Susanna died on 13 March 1845 at Potton from consumption.  The informant was Susannah Townsend, Susanna’s daughter from her first marriage who had been “Present at the death”. See Susanna’s page for the death certificate.

By 1849 61 year old Jacob was living in Hitchin, probably in Dead Street in the worst area of the town.  There was an outbreak of cholera and he was probably helped to the church yard of St Mary’s where he died on 11 October 1849 and buried in an unmarked grave, no doubt with other cholera victims.  The informant, who was ‘present at the death’ was Ann Simpkins of Dead Street who signed with a mark.  Ann Simpkins born 1797 and her husband John born 1794 survived the outbreak and at the 1851 census were living in Ship Yard off Dead Street. By the 1871 census they were living in Wimbush Lane, a better part of Hitchin with Samuel and Harriet Cherry, their daughter and bricklayer’s labourer son-in-law.

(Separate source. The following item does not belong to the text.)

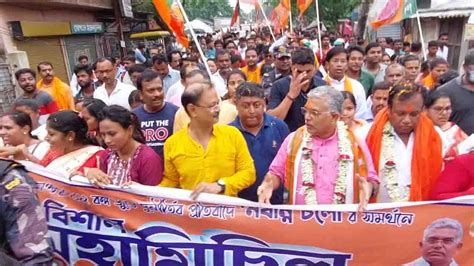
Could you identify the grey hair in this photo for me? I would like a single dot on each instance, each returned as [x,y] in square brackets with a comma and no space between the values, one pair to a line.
[332,96]
[445,223]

Two years later at  the time of the 1851 census  Jacob and Susanna’s offspring

  • 19 year old Emma was living in Wellington Street, Riseley near Bedford with ‘relation’ confectioner William Cockman.  As William’s wife 27 year old Frances was born in Potton it can be surmised that Frances was Jacob’s daughter by his first wife Mary, so Emma and Frances were half-sisters.
  • 14 year old Louisa was living at 6 Compton Place, Islington, London who was one of two servants in the household of Joseph Pocklington, clerk to a meat salesman.
  • 19 year old [!! he was only 17 years old] GWR senior, described as a fellmonger was a ‘visitor’ in Bancroft, Hitchin with butcher George Hall and his family.

The second cholera pandemic lasted from 1829-1851. In 1832 it reached London and the United Kingdom where more than 55,000 people died. Jacob died during a two-year outbreak that began in 1848 in England and Wales and claimed 52,000 lives.